Nigeria in its numerous cross-cutting identities, skewed systems and compromised allegiances — far from the ordered state-based system that Kaplan saw in the West at the time resonates in Fulani herders slaughtering Nigerians over farmland for grazing their cattle.

Last week Thursday, President Buhari’s administration told Nigerians indirectly that Gen. T. Y Danjuma’s famous call for self-defense was crucial because the nation’s military has been overwhelmed.

The Federal government’s declaration that, ”We don’t have enough soldiers to guard every Middle Belt village; the direct message of helplessness and lamentation by the administration to the Middle Belt people and the entire nation in general represents lack of hope that Buhari’s government will protect the people — an admittance of dismal failure on the given constitutional responsibility of any government in power on one hand, and an endorsement of Gen. T. Y Danjuma’s call to self-defense.

I’m not sure the Minister of Agriculture, Mr. Audu Ogbeh weighed the implications of his statement when he said: “Two, NEMA is redesigning the settlements in the villages to bring more communities together so that people don’t live too far apart. Otherwise, we don’t have enough security to guard every settlement. Unless you have units of 10 or 11 soldiers to guard each village, there is no way that the current security network can cover the needs of villagers who may be attacked in the afternoon or night.”

For heaven’s sake why will Nigerian military or its minders allow Libyan returnees or arms smugglers to find their ways into Nigeria before curtailing backlashes. How feasible can that be? Why not police the boarders before arms and ammunition find their ways into the country?

By the way, how come over 150,000 police officers are protecting APC chieftains at a time Nigerians are being slaughtered in the Middle Belt on an hourly basis? It’s failed states like Nigeria that deliberately throws it boarders open and allows marauders to visit terror on the populace, even though Nigerians never bought into that trash of external invasion.

Even at that, what then is the responsibility of Buhari’s administration in the face of internal or external aggression? APC government has simply told Nigerians that the unity of the country has headed for the rock because the proliferation of arms and their Fulani terrorist herders have exposed the fragility and vulnerability of the Nigerian military and the entire security architecture.

What Mr. Audu tried to conceal from Nigerians and the global community is that the entire country is under an arms lock-down and it is worse than placing a nation on a war-footing. With the weaponization of protocols of engagement and the aggregation of arms available to non-state actors threatening to overwhelm the capacity of the state for proactive violence and punitive retribution, then Nigeria has all but collapsed.

It tells more about our sub-humanity if we allow cow induced crisis to lead us into war in a government that technically and ethnically seeks to invest hundreds of billions of naira in the private businesses of northern cattle rearers.

Prof Adebayo Williams said all when he quipped: “A society which allows cows to lead it to war must be something else.
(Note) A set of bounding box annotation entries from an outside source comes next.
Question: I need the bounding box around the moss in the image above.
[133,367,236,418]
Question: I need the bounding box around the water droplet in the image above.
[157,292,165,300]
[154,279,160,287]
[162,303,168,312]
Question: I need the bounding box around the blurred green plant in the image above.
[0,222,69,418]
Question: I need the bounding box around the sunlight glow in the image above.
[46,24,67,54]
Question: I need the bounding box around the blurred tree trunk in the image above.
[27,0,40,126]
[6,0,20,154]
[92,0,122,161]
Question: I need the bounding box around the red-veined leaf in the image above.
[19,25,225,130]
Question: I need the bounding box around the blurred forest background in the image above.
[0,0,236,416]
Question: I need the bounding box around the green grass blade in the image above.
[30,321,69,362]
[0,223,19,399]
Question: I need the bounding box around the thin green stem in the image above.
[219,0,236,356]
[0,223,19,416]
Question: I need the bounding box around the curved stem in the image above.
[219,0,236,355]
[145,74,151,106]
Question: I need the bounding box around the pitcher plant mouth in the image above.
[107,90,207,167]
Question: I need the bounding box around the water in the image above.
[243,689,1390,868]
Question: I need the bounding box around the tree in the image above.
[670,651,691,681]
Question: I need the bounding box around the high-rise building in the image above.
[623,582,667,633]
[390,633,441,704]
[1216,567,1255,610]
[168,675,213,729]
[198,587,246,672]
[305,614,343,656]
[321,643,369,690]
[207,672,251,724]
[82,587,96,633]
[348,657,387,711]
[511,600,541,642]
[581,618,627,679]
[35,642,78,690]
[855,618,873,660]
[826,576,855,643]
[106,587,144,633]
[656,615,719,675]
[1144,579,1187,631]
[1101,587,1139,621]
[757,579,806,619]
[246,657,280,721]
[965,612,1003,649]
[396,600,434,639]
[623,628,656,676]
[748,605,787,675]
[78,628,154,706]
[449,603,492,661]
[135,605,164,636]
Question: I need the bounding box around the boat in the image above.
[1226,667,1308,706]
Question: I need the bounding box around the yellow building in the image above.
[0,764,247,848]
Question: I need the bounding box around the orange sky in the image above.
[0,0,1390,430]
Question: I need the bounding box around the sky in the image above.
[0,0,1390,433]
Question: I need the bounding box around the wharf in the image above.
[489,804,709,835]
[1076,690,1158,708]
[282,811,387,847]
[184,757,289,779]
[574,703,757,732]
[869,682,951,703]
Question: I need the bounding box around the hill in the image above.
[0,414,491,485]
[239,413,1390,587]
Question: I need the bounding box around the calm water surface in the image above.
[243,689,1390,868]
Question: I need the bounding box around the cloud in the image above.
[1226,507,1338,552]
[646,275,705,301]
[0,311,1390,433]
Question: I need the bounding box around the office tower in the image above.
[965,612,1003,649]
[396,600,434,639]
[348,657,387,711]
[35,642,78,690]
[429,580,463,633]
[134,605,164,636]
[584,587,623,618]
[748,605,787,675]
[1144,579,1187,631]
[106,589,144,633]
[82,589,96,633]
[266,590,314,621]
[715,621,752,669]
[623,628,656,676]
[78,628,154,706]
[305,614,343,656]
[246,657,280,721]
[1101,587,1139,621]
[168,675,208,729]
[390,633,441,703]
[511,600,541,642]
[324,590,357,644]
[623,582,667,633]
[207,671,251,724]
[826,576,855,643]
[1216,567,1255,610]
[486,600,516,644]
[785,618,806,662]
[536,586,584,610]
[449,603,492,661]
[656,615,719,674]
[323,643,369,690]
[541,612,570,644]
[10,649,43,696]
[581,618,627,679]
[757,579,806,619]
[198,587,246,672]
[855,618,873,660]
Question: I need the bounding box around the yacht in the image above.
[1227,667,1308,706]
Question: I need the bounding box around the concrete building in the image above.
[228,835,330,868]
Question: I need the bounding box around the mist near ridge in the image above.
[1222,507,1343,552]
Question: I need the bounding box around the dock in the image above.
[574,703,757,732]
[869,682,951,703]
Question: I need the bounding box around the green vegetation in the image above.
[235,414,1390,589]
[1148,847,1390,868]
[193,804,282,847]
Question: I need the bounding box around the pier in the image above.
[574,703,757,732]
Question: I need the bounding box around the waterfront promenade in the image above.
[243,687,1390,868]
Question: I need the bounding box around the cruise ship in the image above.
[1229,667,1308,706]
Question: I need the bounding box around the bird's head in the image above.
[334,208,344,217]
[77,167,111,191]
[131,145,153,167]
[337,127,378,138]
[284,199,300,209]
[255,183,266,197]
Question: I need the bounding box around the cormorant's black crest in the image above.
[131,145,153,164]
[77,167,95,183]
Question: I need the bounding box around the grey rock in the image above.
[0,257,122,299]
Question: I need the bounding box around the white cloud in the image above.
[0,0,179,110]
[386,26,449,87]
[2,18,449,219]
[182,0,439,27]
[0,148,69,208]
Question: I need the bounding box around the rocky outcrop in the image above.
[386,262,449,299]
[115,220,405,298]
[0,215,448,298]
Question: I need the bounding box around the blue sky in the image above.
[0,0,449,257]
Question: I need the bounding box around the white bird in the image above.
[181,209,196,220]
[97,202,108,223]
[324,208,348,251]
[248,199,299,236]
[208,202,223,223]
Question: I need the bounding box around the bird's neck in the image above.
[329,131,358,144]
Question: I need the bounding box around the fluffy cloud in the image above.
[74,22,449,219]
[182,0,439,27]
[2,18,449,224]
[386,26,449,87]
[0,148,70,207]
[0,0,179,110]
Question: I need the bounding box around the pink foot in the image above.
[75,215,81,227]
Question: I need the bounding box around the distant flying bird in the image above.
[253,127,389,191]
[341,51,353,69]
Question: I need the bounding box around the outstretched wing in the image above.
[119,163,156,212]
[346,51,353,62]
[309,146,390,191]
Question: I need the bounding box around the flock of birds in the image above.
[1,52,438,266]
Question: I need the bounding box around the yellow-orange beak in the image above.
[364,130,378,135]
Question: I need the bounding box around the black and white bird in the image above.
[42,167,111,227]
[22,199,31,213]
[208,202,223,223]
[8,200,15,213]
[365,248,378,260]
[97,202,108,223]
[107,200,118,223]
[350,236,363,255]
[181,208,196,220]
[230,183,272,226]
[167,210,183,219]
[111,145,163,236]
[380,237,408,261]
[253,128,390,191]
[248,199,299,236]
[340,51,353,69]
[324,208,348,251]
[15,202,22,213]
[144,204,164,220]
Still, the conventional international wisdom is that whenever a state loses its monopoly of the instrument of coercion, such a state has lost its raison d’etre.

“Inevitably, such a nation implodes due to prolonged or simultaneous armed critique from a single focused direction or several hostile quarters; or is overwhelmed by a combination of enervation and existential adversity.”

The administration of President Muhammadu Buhari still has the time to step out from his aloofness and save the imperiled nation from Fulani terrorist herders and other armed gangs roaming the streets, the forests, the creeks, the major highways and the urban centers in the name cattle rearing.